Once the capsules have been made, they are taken out of the encapsulation room, rolled onto a conveyor belt, and scrutinized by workers wearing gloves and hairnets. The workers watch the capsules roll by, checking for blemishes, folds, splits, cuts, dimples, fibers, and hairs and pulling all damaged and contaminated capsules out. Capsules that make it through this inspection go to another machine, which polishes them to eliminate dust and make them publicly presentable. They go through another round of inspection before being packed into bottles.
160 a minute
Bottling the capsules is the final step. Machines count out capsules and drop them into empty bottles standing like soldiers at attention on another conveyor belt. The bottles then move beneath a laser, which seals a protective liner over the bottles’ tops. Another machine screws on a lid and another pastes on a label. Finally, a machine shrink-wraps plastic over the entire bottle, and an herbal supplement is born—160 bottles of them every minute. This full-bottle seal assures the consumer that the product wasn’t tampered with after it leaves the manufacturer and makes its way to store shelves.
Medicine of the future
Capsules are a link to the tradition of using herbs in whole forms to get as many of the herbs’ constituents as possible and to gain the synergistic effect of those constituents working together. They have helped make the herbal supplement business a big one—in Utah alone, Reay says, the herb industry contributes $2 billion to the state’s economy. But capsules are only one part of the picture of the future herb industry. Supplement makers foresee more sophisticated ways to standardize herbal ingredients as they continue to learn more about herbs and how to extract their essence.

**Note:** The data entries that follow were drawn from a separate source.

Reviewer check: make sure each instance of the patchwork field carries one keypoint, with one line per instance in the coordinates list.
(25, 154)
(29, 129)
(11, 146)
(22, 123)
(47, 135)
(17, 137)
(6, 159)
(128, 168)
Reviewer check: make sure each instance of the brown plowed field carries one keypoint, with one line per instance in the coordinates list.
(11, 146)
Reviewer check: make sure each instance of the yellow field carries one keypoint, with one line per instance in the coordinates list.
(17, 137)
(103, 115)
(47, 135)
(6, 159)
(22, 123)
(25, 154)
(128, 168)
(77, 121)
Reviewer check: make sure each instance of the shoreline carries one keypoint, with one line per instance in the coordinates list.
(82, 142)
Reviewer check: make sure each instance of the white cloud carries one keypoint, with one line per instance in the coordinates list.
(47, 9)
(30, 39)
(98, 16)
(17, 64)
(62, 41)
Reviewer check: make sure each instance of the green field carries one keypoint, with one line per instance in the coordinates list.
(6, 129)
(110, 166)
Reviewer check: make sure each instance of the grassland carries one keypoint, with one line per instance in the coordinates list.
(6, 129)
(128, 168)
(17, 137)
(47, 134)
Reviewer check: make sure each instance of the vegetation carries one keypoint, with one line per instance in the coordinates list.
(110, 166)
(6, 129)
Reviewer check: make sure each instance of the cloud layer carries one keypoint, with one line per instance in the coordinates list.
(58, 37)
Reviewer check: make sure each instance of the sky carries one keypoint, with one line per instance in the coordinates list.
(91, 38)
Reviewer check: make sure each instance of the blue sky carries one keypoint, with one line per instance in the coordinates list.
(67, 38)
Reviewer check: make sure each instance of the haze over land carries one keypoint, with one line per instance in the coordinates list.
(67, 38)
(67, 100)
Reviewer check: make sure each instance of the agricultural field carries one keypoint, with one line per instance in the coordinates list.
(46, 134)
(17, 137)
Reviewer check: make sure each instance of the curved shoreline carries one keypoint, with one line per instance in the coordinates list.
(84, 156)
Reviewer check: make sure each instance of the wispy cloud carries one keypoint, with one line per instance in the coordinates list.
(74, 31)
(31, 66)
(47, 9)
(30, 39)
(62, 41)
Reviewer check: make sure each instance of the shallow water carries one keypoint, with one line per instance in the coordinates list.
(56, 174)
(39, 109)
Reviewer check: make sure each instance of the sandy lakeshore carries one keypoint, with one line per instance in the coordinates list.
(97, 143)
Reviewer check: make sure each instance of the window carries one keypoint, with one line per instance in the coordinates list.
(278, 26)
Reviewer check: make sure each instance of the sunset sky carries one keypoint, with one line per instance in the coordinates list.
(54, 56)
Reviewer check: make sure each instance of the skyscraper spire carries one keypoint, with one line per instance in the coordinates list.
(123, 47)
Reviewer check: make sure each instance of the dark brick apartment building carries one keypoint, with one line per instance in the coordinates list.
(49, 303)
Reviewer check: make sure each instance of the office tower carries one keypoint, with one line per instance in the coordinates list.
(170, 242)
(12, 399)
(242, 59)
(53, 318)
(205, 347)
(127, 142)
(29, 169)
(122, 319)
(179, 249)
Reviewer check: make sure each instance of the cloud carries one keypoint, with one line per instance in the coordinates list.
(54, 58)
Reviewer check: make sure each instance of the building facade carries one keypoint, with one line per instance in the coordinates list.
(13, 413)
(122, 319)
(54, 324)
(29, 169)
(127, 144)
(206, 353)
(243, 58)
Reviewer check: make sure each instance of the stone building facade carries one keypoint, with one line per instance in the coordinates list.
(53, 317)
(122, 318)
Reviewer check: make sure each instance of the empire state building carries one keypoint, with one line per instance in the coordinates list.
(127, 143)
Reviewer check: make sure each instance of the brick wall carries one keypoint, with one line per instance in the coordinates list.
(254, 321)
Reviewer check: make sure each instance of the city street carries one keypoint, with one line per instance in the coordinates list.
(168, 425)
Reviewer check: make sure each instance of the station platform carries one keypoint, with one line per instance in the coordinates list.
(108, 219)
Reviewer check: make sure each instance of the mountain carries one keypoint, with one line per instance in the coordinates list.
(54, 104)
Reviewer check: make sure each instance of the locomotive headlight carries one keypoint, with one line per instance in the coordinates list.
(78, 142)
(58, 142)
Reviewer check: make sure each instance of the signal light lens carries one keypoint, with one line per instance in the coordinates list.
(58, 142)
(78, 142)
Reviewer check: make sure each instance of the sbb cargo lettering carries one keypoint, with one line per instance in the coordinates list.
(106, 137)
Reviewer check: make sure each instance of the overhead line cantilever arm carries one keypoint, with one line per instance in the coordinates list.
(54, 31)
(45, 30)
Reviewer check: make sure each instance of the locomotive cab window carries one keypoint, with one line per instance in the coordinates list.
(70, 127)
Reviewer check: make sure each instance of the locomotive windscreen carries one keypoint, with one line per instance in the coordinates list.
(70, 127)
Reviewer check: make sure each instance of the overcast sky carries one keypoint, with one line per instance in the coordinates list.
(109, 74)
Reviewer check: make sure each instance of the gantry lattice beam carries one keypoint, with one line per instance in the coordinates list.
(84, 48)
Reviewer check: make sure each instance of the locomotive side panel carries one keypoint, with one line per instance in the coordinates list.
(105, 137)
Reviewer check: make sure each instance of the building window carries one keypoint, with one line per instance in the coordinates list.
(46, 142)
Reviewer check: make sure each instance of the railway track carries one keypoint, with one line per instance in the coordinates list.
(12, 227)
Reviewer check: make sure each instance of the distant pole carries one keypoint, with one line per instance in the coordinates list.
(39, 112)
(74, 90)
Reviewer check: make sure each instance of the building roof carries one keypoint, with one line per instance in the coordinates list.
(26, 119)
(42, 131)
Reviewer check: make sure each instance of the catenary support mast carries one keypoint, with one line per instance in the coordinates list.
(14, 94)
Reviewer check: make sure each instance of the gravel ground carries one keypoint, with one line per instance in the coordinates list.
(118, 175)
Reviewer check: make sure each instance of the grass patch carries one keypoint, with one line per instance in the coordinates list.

“Singles—single herbs in capsule form, like echinacea—are our biggest-selling segment,” Rich says. “But ten years from now, extracts will be the bigger product because the interest will be in what we can duplicate, and people just want the ease of having a product that is specific to their needs. Extracts and their ability to be duplicated provide that. Singles will always be there, though. It’s who we are and where we came from.”
Jan Knight is editor of Herbs for Health.